CptHook 14 aprile 2024
C’era il trapassato Giorgio Almirante, fucilatore di partigiani.
Claus, mi pare che a ormai 80 anni (che poi sono pochi di più di quelli che separano sia te che me da quell'epoca) dai fatti mi sembra che potremmo lasciare che i morti seppelliscano i morti.
Consentimi però di precisare che di "fucilatori" ce ne sono stati da ambo le parti e di citare un nome eccellente, quello di Sandro Pertini.
Non mettiamoci a fare la conta, non è più il caso, ormai il nemico è ben altro.
Per i più giovani che volessero documentarsi suggerisco due autori di sinistra, Renzo de Felice e Giampaolo Pansa e due di destra, Giorgio Pisanò e proprio il detto Giorgio Almirante (Autobiografia di un fucilatore) (che in realtà non fucilò nessuno).
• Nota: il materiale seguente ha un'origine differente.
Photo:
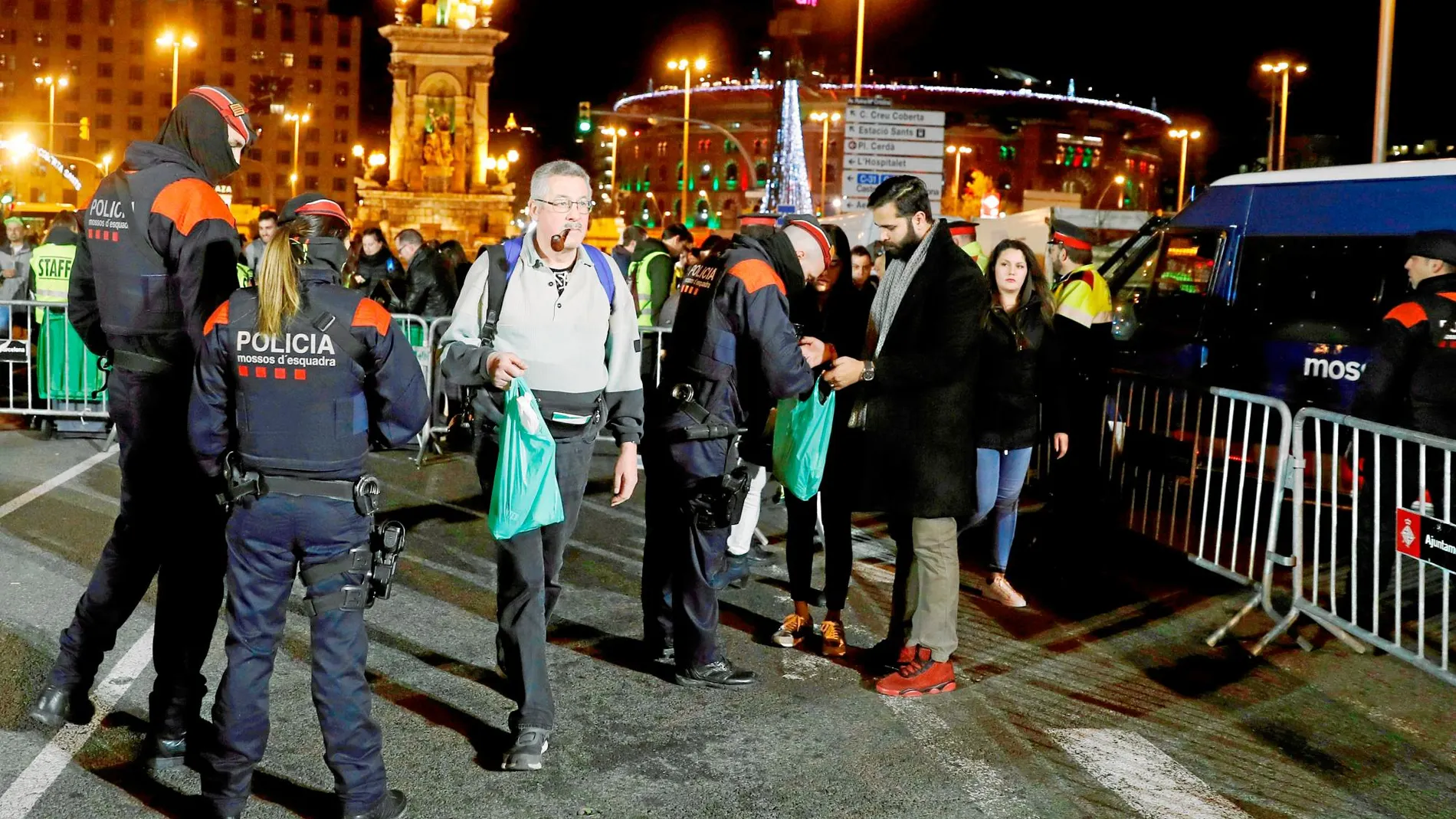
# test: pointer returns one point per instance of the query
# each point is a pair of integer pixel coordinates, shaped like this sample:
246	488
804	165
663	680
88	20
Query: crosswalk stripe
1149	780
"Finché ci saranno un vinto e un vincitore, la guerra non avrà mai fine!" (Mahatma Gandhi)
Nonso 14 aprile 2024
Finché ci saranno gli str***i, la guerra non avrà mai fine, soprattutto.
CptHook 14 aprile 2024
Fai il calcolo della percentuale escrementizia e troverai la risposta.
Nonso 14 aprile 2024
Full of
clausneghe 14 aprile 2024
Più che altro volevo parlare male di una cittadina che non mi ha dato nulla, storie mie, ma sputtanandoli con fatti lì accaduti veri, Storia, non baggianate. Loro fanno di tutto per presentarsi come buoni e giusti, mentre sono pieni di scheletri, nei campi più che negli armadi, in questo caso.
Poi per il resto sono d'accordo con te, ma ricordare e capire è un dovere, altrimenti diamo ragione a 1984 e ai suoi riscrittori della Storia. Un saluto cordiale.
Nonso 15 aprile 2024
Calvino parla di risposte, risposte che le città possono offrire alle domande che il visitatore si pone, più che tutto il resto. Desenzano la conosco anche io, e a conti fatti non mi fa mica impazzire, ma ho incontrato risposte importanti per il mio percorso, e in qualche modo ci sono profondamente legato. Non vale lo stesso per tutti, ora lo so.
Nonso 15 aprile 2024
clausneghe 15 aprile 2024
Io ci navigavo sul Lago per lavoro e lo conosco come le mie tasche come conosco il circondario.